Lecturas
En estos días estuve dos veces en Guanajay, la llamada Atenas de Occidente, con su iglesia consagrada a San Hilarión, sus 26 puentes, su teatro Vicente Mora, en vías, al fin, de reparación, que trajo a la localidad los cánones estéticos del Teatro de la Ópera, de Berna, y el café-restaurante El Niágara, con sus históricos portales y un exquisito arroz con pollo que llevó el nombre de la casa y que ya no es sino un recuerdo cada vez más difuminado. Lo curioso de esta villa, fundada, se cree, en 1650 y que en un momento cubrió una jurisdicción que se extendía entre Santiago de las Vegas y Bahía Honda, es que desde 1827 a la actualidad ha formado parte de cuatro provincias diferentes. Más curioso aún resulta que allí nacieron dos figuras excelsas del arte lírico cubano: Zoila Gálvez, una voz que encantó al mundo, al decir del poeta Miguel Barnet, y la soprano Margarita Díaz, una mulata espectacular que hizo en Europa la mayor parte de su carrera y vivió muchos años en Atenas, donde llegó a cantar en la fiesta de 15 de la futura reina Sofía de España, entonces princesa de Grecia.

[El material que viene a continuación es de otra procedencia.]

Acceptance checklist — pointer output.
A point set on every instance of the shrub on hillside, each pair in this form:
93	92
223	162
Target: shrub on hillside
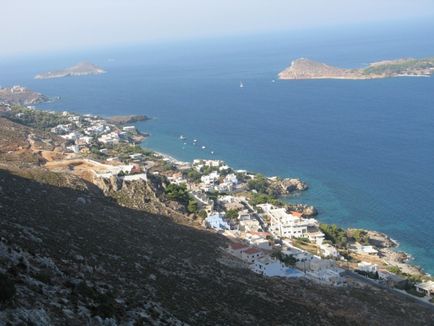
7	288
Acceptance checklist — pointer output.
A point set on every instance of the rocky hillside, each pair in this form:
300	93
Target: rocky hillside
21	96
70	255
308	69
80	69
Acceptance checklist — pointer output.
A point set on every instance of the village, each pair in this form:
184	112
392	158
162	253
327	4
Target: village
267	235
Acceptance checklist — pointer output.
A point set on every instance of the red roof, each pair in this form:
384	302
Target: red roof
264	234
237	245
296	214
252	251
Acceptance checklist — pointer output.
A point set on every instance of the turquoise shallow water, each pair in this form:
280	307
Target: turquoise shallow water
365	147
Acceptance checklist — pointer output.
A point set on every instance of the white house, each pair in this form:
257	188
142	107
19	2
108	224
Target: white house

Guanajay es asimismo la tierra natal de María Teresa Vera, la autora incombustible de Veinte años, y de la célebre Macorina, una mujer que se empeñó en llevar la vida a su manera, y que en determinado momento quiso borrar o conseguir que se olvidara su pasado desenfrenado y que quizá en el intento de hacerse perdonar sus pecados donara, sin revelar su identidad, dos valiosos jarrones a la iglesia de San Hilarión que todavía se conservan en el altar mayor de dicho templo.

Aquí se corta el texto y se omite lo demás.